Replit now uses Opus 4.6. This will make huge improvements to our apps.
But it is an expensive model. Does anyone know, are we likely to see our bills go up?
Replit now uses Opus 4.6. This will make huge improvements to our apps.
But it is an expensive model. Does anyone know, are we likely to see our bills go up?
Yes
, are you seeing any improvements in apps?
I can definitely see that my Flatrpicker issues that I’ve been struggling with for the last 2 days have been fixed after 5 tries with the new Opus 4.6, so I’m seeing improvements in that way.
I hope it doesn’t cost more than before the release, because it’s already daaamn expensive. ![]()
Not done any work in replit today so not sure. I will monitor next week and see.
But I can only assume Replit isn’t subsidising model rates. So unless they are being given huge discounts, then newer models will be pricier for us. Shame there isn’t a little more transparency on this.
Where can you see which model replit uses?
Sadly you can’t. You have to follow the replit team on X and hear about it that way.
Easy, just monitor your inbox for invoices ![]()
yeah very true indeed!!! ![]()
Ah, well, since I get invoiced daily, that should be no problem! : |
Thanks.
EDIT: Just reviewed all my usage and billing - can’t find the model anywhere. : (
It was a joke. Meaning you will see the invoice amounts shoot up if it is using opus 4.6.
Oh man, I wish it wasn’t a joke. But now that I know, that’s hilarious!
Good point.
Bills are up, mistakes are down, its a win win.
However, it cost me $1.40 to update the .md flies and .replit files for a project. It did a really good job, so do you complain about the price, or be happy with the result? I chose being happy with result, not cared about price if I get exactly what I wanted.
@grayhill5 I said to @Gipity-Steve the other day, seems around 20% higher with 4.6.
But the amount of work getting done per task seems higher. I also can’t remember the last time I had to correct something. It’s the accuracy now that pretty much seems to be 100%, except the odd silly thing, obviously.
It’s really hard to measure the cost / quality ratio.

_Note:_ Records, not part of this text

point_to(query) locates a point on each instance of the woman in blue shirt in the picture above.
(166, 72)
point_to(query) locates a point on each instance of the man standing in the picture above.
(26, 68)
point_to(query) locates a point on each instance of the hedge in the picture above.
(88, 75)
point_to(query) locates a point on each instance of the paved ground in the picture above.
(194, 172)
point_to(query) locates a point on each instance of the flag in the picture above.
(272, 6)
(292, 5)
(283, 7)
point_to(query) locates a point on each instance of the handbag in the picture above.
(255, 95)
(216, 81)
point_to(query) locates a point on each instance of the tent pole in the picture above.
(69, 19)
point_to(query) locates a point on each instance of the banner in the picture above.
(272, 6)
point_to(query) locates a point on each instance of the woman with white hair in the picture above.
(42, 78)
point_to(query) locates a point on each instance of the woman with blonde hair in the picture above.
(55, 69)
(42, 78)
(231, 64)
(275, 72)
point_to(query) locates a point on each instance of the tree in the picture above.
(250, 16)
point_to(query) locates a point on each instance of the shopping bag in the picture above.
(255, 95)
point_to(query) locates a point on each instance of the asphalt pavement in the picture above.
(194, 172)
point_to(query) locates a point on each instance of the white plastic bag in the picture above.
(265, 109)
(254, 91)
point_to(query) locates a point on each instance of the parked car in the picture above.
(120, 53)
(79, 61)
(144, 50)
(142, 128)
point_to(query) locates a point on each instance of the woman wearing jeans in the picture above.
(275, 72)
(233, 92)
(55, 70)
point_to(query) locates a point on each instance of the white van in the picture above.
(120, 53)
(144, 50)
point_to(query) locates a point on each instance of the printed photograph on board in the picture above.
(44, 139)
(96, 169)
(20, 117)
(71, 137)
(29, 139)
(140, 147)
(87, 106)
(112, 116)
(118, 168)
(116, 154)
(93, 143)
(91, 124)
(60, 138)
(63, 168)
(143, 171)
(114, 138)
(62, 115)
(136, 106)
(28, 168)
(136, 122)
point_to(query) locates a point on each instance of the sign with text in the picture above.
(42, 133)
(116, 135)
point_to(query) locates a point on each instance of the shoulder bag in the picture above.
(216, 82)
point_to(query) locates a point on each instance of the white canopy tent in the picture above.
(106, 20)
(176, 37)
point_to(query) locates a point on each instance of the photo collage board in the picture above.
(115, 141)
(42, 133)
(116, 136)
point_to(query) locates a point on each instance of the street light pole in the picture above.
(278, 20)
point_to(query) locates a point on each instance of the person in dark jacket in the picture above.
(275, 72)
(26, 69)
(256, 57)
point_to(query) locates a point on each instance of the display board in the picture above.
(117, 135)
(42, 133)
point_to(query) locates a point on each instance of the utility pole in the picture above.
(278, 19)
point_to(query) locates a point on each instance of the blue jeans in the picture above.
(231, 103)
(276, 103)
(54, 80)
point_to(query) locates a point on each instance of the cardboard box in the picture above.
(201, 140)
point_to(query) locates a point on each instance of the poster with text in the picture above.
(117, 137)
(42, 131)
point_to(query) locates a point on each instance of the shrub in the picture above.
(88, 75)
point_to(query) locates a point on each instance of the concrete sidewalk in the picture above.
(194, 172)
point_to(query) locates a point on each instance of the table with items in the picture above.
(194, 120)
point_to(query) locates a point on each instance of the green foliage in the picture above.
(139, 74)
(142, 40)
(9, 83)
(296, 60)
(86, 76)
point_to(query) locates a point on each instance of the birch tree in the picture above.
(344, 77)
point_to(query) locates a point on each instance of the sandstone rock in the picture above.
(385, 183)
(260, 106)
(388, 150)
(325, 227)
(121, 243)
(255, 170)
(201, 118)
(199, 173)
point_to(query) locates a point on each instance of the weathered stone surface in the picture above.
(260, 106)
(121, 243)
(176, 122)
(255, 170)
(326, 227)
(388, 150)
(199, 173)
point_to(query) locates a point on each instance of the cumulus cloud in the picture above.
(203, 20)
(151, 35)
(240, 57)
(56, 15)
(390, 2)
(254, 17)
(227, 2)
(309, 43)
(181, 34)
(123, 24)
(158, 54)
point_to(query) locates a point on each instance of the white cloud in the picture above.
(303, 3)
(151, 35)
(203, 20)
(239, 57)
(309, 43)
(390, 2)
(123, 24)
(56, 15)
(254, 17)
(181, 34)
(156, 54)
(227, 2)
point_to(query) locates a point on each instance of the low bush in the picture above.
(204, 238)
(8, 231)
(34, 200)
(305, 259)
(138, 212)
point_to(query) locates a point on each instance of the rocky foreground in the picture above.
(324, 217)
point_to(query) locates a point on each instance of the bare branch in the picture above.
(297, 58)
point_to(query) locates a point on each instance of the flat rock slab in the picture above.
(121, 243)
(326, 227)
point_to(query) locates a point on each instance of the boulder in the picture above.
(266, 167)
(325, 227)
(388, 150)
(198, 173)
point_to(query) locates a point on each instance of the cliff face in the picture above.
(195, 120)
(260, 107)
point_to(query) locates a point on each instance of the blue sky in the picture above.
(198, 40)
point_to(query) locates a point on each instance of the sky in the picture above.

The Agent does things, reviews with the architect, and makes iterative improvements within the same build cycle - less back and forth with the user. It seems to think better about dependency chains, and catches stuff itself. So probably does more work per single prompt.
That’s all helpful, but not free.
Maybe it consumes costs faster, because it does more autonomously, whereas previously maybe the same workload may have been handled over more days with back and forth with the user.